His replacement, the evergreen Giggs, came on to turn the game by setting up both United's goals, the first with a simple square ball to Berbatov that only demonstrated where Nani had been going wrong. It came just a week after Giggs' sublime pass had played in Owen to win the Manchester derby. Moments of brilliance like these - not the occasional long-range goal or head-over-heels celebration - show real star quality, and few would dispute that Nani has failed to progress from the young player who showed such potential two years ago.
Of course any United winger is likely to suffer by comparison with Ronaldo and Giggs, arguably the two greatest wide players in the history of the Premier League, not to mention Beckham and Kanchelskis in his Old Trafford pomp or, for those with longer memories, the great George Best. But can you honestly say Park is a player to set the pulse racing?
Often selected by Ferguson in games against United's Big Four rivals in recent years, the South Korean has been used sparingly this season despite signing a new contract last month.
With the roving Ronaldo in full flow all over the field, in the past Park could be deployed as an effective counterweight. He was a player who was more than happy to track back and get a foot in; the roundhead to complement United's resident cavalier. With Ronaldo long gone, he just looks plain ordinary and a record of 12 goals in more than four seasons at United hardly marks him out as a major threat to the opposition.
As for Valencia, some would say it is too early to judge, and they may be right.
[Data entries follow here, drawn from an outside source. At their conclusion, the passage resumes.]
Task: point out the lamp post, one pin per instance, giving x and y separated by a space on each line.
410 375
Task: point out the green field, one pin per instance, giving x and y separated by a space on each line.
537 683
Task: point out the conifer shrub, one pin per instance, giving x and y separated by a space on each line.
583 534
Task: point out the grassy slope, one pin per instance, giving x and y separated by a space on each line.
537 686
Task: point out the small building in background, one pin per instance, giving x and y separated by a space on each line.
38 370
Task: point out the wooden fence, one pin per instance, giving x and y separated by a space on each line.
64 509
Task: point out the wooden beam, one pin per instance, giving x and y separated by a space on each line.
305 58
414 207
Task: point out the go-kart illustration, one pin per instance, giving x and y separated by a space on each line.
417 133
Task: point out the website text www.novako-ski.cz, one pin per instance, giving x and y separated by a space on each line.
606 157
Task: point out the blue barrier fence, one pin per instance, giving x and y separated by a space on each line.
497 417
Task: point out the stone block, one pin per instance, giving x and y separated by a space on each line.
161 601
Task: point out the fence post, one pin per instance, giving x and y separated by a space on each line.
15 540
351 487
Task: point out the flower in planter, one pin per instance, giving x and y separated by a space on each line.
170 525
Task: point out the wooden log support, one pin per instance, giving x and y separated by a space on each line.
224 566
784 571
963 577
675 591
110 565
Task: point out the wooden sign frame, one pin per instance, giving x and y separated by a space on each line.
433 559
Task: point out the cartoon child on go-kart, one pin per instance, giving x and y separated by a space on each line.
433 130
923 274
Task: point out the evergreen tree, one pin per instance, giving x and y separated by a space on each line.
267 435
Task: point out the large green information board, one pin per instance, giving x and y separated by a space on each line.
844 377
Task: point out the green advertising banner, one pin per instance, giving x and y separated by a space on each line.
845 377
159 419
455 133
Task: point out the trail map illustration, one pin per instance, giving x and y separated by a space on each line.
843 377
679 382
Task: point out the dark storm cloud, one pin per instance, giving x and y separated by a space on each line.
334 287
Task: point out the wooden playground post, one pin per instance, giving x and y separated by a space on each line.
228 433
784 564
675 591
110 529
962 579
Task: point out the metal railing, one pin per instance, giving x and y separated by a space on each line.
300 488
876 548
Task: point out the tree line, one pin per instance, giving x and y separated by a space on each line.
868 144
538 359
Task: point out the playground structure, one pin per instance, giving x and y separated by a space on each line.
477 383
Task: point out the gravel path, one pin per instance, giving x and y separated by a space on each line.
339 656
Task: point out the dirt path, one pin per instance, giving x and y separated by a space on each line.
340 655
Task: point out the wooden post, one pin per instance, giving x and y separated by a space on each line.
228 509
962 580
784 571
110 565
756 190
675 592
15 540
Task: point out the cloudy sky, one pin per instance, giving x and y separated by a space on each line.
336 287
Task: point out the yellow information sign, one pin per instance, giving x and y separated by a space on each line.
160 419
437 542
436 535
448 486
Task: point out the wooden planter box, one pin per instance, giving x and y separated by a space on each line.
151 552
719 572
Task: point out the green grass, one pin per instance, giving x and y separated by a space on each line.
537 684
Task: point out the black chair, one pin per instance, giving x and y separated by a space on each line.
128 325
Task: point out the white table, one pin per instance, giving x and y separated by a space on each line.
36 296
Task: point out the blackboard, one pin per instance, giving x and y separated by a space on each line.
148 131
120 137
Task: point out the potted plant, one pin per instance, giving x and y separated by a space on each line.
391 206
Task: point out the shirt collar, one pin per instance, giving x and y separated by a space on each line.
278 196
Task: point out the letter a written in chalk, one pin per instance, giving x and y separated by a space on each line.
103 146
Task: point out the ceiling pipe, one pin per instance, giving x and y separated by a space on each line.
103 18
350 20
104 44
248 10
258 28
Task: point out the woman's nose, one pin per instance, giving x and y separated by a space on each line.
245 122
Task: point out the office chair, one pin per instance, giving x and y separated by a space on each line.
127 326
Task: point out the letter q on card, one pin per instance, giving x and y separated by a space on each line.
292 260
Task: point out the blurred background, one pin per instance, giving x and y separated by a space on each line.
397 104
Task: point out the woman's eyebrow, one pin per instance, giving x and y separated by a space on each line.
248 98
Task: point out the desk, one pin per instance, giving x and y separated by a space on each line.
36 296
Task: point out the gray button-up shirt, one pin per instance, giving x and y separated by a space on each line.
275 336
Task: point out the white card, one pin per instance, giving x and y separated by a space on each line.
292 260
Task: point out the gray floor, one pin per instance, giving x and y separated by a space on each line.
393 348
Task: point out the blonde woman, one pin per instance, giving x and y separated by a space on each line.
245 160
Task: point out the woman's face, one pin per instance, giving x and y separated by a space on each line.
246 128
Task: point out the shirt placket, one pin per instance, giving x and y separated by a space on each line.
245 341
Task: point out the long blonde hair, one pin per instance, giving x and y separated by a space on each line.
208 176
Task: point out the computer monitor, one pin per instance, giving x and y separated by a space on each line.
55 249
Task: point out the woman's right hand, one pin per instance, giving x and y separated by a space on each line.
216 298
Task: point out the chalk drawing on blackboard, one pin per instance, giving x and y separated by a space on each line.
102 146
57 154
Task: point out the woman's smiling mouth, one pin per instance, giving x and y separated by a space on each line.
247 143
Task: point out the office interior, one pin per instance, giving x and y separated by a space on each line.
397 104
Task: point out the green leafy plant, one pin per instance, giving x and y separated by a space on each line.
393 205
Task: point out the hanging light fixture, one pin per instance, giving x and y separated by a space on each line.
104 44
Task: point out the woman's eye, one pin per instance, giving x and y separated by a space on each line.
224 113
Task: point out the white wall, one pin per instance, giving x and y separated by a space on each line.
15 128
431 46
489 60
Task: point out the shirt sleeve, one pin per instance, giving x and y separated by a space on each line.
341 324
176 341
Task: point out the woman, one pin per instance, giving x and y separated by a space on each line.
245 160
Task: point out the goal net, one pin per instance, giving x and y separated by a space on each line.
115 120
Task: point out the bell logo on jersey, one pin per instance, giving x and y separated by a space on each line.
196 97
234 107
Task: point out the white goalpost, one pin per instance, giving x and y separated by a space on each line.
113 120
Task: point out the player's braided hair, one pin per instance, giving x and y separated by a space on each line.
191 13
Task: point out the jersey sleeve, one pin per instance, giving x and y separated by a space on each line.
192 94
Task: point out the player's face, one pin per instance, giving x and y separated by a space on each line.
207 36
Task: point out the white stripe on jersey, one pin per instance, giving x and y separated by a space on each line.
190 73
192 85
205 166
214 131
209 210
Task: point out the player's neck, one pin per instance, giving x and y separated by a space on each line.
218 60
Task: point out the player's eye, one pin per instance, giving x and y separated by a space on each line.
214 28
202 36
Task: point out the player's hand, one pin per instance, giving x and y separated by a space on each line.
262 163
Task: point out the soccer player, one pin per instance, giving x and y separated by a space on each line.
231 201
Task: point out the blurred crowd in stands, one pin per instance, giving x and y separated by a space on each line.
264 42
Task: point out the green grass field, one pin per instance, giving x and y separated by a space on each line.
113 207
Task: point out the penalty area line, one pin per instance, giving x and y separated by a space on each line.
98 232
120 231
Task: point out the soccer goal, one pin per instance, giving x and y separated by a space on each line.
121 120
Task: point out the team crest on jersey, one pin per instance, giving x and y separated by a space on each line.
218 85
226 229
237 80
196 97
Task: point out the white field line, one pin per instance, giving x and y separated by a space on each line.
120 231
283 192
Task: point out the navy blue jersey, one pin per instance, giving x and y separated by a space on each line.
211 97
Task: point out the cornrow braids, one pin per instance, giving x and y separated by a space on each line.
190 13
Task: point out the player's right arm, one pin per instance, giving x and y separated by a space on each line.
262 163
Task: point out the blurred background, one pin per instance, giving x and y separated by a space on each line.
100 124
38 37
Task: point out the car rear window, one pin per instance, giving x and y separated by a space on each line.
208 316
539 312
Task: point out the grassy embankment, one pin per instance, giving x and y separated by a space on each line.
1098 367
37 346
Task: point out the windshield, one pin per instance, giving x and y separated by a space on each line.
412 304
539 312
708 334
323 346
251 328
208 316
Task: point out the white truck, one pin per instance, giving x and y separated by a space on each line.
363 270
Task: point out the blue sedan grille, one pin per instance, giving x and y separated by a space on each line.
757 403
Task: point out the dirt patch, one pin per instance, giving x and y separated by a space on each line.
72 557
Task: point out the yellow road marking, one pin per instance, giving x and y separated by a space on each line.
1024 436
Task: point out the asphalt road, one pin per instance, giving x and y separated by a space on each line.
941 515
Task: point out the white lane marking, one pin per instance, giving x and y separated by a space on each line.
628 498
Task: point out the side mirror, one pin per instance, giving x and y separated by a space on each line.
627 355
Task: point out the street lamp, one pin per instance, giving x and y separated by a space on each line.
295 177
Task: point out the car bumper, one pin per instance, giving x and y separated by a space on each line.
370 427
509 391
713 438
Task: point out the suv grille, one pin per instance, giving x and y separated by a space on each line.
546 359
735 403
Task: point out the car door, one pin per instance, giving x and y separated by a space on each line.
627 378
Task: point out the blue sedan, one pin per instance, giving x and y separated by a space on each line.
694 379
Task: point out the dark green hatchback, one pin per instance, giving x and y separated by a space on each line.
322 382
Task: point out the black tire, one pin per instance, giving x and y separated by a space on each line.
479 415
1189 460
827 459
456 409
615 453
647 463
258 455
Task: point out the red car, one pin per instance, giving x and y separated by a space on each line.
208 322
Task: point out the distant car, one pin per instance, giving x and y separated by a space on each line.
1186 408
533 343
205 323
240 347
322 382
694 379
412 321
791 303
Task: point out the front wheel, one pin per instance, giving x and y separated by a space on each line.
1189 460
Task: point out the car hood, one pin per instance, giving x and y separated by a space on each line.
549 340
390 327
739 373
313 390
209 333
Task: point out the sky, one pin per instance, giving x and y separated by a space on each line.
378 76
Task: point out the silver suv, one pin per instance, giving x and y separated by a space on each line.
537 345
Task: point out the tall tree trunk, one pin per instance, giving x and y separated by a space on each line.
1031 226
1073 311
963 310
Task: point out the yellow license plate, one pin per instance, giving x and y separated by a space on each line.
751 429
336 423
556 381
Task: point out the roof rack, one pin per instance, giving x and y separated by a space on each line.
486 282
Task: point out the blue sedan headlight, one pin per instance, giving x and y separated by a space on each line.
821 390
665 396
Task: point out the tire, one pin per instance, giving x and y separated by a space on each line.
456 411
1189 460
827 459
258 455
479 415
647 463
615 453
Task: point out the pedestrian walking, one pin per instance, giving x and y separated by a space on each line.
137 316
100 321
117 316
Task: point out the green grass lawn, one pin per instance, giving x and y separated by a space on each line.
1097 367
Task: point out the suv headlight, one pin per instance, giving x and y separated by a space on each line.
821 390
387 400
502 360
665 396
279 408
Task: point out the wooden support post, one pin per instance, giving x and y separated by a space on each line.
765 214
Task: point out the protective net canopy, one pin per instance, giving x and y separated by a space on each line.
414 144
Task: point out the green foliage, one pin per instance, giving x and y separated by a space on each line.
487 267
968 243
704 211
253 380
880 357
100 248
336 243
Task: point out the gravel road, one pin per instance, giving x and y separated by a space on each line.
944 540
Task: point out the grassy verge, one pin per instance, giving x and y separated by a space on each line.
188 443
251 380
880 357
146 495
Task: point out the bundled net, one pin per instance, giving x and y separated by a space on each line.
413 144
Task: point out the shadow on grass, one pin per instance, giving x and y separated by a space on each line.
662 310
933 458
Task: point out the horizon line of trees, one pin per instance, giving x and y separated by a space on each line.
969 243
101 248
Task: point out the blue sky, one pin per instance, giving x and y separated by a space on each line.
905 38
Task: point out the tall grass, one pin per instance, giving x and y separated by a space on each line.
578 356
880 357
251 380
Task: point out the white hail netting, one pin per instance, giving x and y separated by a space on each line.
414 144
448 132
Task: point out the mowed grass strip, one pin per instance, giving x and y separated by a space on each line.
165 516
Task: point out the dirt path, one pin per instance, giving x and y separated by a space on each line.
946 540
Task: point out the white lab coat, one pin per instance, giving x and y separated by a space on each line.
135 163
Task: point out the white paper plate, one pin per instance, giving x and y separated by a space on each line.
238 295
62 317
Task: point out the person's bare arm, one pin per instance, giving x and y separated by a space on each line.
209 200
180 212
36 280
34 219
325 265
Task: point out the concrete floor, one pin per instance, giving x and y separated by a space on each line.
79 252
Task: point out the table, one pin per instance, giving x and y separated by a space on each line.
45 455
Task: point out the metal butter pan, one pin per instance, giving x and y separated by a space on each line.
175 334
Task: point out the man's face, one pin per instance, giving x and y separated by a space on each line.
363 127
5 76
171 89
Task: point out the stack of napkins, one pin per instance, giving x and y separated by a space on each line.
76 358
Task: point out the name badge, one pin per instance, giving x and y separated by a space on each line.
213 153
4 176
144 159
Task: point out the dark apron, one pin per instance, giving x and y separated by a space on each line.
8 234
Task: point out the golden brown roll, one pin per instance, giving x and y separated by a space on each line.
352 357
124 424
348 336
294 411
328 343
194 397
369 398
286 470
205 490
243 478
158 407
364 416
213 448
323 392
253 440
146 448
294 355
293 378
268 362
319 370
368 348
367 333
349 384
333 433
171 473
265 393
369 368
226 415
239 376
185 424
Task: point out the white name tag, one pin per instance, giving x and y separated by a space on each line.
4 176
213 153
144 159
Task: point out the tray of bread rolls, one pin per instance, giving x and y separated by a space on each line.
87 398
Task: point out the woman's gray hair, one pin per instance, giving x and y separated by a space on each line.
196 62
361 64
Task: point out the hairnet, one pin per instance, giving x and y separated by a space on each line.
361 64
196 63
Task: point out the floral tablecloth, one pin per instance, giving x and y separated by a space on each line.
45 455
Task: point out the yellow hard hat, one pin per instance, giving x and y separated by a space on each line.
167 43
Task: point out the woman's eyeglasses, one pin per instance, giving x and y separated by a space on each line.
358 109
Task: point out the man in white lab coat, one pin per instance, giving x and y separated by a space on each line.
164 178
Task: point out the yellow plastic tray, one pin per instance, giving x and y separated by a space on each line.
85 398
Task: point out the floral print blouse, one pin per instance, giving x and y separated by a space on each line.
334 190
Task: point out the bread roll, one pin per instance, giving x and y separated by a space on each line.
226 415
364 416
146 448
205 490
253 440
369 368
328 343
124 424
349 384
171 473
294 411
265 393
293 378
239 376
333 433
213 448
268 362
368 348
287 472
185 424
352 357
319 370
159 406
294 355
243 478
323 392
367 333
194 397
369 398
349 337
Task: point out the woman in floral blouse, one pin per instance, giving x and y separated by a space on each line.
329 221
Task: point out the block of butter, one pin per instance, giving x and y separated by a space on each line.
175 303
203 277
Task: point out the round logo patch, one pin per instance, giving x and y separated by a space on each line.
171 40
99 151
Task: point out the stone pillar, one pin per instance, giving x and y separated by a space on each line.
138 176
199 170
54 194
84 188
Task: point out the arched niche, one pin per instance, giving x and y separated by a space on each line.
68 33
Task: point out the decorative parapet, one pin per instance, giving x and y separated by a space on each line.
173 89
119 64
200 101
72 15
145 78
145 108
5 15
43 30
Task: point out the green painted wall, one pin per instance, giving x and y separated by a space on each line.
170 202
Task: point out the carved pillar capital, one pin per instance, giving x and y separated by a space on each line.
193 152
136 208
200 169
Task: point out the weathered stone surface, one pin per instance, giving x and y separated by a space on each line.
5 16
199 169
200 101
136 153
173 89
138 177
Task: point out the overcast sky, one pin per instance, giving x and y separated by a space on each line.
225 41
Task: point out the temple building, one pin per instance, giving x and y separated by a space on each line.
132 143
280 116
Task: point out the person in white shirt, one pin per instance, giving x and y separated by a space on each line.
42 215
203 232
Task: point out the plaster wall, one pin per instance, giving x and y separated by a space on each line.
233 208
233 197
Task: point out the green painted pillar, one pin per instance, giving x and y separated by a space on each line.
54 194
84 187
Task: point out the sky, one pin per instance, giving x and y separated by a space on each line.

However, let us not forget that we are talking here about an £18 million acquisition who had already made his name in the Premier League and found his way onto Real Madrid's radar, not a minor investment for the future.
Even his old supporters at Wigan would accept that Valencia lacks the panache of many great wingers, and there have been few signs so far that he is going to set the world alight in a United shirt.
Of course, Ferguson signed another young player capable of operating on the wing last summer, and in Gabriel Obertan we really do have something of an unknown quantity. Reports from Carrington indicate that Obertan may finally be ready to make his debut after arriving from Bordeaux with a back injury.
Ironically, the last young French winger/forward that Ferguson signed in the hope of turning him into the next Thierry Henry can be found in a Bordeaux shirt these days. And if proof were required that he doesn't always get it right, we need only look at David Bellion.